Mais dans le même temps, je ne pense pas que la Serbie s’engage dans un nouveau bras-de-fer avec l’Union européenne. C’est pourquoi nous avons déposé un projet de résolution avec les 27 Etats membres de l’Union européenne auprès de l’assemblée générale des Nations Unies l‘été dernier, ouvrant ainsi un dialogue avec Pristina.

Il existe plusieurs solutions, encore faut-il qu’elles soient acceptées. Il est nécessaire que la partie adverse soit plus souple, davantage ouverte au dialogue, courageuse et innovante. Si on est inflexible, alors on n’arrivera pas à trouver une solution à ces problèmes qui existent depuis un siècle dans les Balkans.

Alors, c’est vrai : je ne suis pas particulièrementt heureux de devoir règler les problèmes existant dans les Balkans. Ce n’est pas de ma faute si ces problèmes se posent depuis un siècle. Mais je demande à chacun de prendre en considération et de respecter les intérêts légitimes de la population serbe.

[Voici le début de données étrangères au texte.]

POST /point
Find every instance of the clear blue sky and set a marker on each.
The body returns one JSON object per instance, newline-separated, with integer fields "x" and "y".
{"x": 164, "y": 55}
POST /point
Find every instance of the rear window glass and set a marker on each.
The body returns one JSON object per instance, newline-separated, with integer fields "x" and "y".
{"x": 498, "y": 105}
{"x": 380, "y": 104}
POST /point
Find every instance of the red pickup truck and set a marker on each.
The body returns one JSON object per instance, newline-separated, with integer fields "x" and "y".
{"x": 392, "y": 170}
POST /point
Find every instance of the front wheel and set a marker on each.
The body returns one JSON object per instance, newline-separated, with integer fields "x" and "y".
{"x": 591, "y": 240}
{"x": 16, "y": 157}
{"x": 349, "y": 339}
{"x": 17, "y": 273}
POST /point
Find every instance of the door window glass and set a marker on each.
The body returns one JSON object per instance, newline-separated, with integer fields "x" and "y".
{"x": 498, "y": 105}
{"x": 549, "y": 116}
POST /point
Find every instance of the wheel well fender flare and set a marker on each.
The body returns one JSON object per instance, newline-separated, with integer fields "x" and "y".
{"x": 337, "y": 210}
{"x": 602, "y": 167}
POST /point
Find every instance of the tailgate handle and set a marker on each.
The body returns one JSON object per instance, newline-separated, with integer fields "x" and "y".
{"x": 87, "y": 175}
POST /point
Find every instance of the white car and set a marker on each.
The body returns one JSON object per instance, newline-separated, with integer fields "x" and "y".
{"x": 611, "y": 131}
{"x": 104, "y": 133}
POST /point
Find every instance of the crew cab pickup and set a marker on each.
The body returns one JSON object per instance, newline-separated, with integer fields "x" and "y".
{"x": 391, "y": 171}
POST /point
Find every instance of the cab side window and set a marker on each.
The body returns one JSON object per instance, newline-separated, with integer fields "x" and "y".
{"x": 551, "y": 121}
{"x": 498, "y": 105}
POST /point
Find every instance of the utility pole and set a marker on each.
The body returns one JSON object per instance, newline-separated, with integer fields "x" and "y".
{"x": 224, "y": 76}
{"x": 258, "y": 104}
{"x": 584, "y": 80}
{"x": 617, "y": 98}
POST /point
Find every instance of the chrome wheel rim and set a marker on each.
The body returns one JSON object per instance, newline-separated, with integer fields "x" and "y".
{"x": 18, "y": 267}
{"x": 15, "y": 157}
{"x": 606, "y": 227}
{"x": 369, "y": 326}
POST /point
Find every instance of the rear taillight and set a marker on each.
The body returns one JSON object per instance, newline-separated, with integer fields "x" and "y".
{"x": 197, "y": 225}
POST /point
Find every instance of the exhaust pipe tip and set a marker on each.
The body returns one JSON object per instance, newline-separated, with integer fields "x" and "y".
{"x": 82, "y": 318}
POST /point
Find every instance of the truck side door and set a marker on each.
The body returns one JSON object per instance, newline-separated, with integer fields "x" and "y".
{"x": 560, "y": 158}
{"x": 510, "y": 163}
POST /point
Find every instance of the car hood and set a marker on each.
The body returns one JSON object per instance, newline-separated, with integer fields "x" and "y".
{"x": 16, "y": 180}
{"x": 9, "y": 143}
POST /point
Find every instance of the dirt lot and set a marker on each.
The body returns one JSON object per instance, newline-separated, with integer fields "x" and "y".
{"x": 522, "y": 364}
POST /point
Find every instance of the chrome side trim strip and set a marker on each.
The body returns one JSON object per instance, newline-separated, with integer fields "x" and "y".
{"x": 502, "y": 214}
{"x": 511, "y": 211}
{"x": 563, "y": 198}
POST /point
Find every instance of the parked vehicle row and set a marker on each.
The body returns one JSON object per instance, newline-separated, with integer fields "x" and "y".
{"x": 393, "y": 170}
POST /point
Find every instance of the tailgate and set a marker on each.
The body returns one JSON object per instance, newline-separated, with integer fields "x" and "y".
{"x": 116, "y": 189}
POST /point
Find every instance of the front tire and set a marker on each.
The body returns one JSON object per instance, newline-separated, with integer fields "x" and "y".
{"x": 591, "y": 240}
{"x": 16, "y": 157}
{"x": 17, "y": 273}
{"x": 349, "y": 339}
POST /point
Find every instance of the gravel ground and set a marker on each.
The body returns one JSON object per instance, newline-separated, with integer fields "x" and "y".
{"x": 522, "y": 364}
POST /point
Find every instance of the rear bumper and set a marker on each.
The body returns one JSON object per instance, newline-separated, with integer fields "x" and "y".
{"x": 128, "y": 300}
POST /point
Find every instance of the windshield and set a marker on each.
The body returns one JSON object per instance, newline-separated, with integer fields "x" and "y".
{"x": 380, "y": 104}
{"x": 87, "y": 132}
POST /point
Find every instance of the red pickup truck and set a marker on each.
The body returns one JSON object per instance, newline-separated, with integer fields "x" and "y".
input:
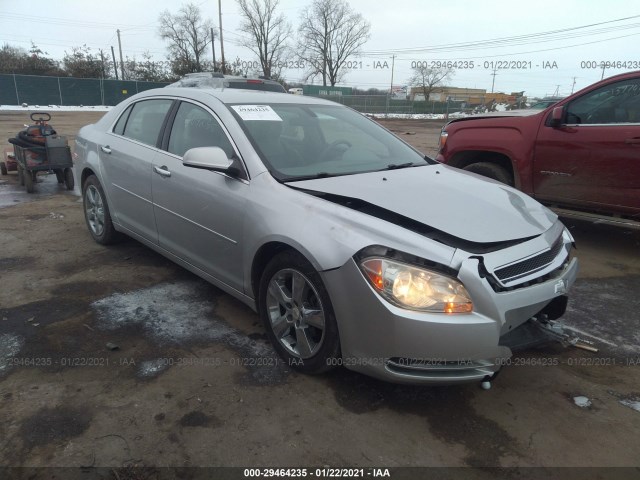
{"x": 581, "y": 154}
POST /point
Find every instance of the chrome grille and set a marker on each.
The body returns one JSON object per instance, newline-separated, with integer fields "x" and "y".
{"x": 530, "y": 265}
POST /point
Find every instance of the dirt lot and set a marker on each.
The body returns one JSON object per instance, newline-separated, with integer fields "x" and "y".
{"x": 192, "y": 380}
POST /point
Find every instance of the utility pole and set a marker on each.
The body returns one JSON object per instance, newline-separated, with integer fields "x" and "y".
{"x": 213, "y": 49}
{"x": 224, "y": 68}
{"x": 393, "y": 60}
{"x": 121, "y": 61}
{"x": 115, "y": 65}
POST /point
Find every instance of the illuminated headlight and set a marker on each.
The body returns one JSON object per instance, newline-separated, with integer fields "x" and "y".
{"x": 416, "y": 288}
{"x": 567, "y": 237}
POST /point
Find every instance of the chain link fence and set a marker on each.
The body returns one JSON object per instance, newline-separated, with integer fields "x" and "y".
{"x": 39, "y": 90}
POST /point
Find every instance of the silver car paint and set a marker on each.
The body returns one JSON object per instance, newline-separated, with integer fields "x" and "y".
{"x": 218, "y": 240}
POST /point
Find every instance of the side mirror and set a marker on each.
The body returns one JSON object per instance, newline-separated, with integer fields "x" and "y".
{"x": 210, "y": 158}
{"x": 557, "y": 115}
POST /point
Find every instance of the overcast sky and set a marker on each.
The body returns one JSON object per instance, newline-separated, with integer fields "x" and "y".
{"x": 404, "y": 28}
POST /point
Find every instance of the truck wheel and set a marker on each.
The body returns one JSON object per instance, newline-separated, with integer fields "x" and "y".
{"x": 29, "y": 180}
{"x": 68, "y": 178}
{"x": 491, "y": 170}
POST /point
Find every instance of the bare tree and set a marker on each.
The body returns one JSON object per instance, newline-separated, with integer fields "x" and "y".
{"x": 429, "y": 78}
{"x": 330, "y": 33}
{"x": 81, "y": 63}
{"x": 268, "y": 33}
{"x": 189, "y": 37}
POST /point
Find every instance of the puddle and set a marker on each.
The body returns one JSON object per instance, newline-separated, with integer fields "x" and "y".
{"x": 12, "y": 193}
{"x": 582, "y": 402}
{"x": 199, "y": 419}
{"x": 51, "y": 425}
{"x": 181, "y": 314}
{"x": 592, "y": 300}
{"x": 448, "y": 412}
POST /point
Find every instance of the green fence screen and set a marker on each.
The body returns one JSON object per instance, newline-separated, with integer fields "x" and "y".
{"x": 36, "y": 90}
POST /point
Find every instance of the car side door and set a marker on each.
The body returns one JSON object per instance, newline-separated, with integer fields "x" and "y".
{"x": 199, "y": 213}
{"x": 593, "y": 158}
{"x": 126, "y": 164}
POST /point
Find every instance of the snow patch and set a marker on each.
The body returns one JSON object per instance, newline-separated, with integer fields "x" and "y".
{"x": 151, "y": 368}
{"x": 635, "y": 404}
{"x": 173, "y": 313}
{"x": 10, "y": 346}
{"x": 582, "y": 402}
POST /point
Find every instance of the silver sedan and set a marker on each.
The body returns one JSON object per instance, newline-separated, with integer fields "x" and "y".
{"x": 354, "y": 248}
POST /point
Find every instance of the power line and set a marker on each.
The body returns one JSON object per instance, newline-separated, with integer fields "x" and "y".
{"x": 514, "y": 40}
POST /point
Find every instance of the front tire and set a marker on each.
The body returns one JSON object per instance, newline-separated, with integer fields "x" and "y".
{"x": 491, "y": 170}
{"x": 297, "y": 314}
{"x": 96, "y": 212}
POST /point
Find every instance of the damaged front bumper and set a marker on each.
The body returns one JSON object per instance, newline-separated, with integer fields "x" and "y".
{"x": 405, "y": 346}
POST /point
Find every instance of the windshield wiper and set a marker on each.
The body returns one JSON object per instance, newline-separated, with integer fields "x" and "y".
{"x": 312, "y": 177}
{"x": 395, "y": 166}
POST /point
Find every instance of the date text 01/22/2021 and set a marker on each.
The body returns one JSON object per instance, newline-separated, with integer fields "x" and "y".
{"x": 324, "y": 472}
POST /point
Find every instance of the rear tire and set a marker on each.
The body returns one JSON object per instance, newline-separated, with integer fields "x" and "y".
{"x": 297, "y": 314}
{"x": 491, "y": 170}
{"x": 96, "y": 212}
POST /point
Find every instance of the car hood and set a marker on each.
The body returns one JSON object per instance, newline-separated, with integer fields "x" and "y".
{"x": 507, "y": 113}
{"x": 457, "y": 203}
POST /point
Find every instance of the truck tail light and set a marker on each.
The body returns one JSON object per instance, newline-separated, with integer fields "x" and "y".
{"x": 442, "y": 141}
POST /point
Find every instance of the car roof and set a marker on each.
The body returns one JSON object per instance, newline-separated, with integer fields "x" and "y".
{"x": 235, "y": 95}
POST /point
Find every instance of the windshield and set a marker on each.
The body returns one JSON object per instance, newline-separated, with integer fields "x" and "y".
{"x": 308, "y": 141}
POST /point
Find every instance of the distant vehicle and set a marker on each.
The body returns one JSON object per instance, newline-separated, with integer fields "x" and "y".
{"x": 218, "y": 80}
{"x": 544, "y": 103}
{"x": 581, "y": 153}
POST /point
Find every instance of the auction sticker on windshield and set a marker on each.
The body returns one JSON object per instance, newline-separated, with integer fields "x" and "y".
{"x": 256, "y": 112}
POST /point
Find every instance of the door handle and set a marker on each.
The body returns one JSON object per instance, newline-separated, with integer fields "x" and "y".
{"x": 163, "y": 170}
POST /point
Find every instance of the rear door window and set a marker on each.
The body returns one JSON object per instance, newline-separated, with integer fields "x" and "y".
{"x": 146, "y": 119}
{"x": 195, "y": 127}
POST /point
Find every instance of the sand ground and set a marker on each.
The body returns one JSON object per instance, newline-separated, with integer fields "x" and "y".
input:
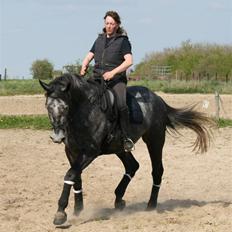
{"x": 196, "y": 192}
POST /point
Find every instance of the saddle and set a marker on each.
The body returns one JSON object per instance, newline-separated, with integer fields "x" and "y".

Nous sommes membres des Nations Unies. Nous en sommes l’un des membres-fondateurs. Nous sommes un vieux pays et nous avons des droits légitimes. Nous avons une identité, et notre origine se situe au Kosovo. Nous sommes disposés à discuter et à trouver des solutions.

euronews :

Ce qui ne sera pas facile…

Boris Tadic :

Mais qu’est-ce qui est facile ? Est-ce facile d’arrêter Ratko Mladic ? Slobodan Milosevic ? Radovan Karadzic ? Est-ce facile d’arrêter ainsi deux anciens présidents serbes, d’arrêter les présidents de la République Srpska, tous des généraux ?

Ce n’est pas facile de prendre de tels risques. Mais je suis prêt à les prendre, si cela nous ouvre un avenir prometteur. Je suis prêt à prendre des risques si cela permet de trouver une solution à l’instabilité récurrente dans la région, si cela permet de développer une stratégie vraiment rationnelle, et si au final, cela permet un jour à tous les habitants des Balkans de rejoindre l’Union européenne.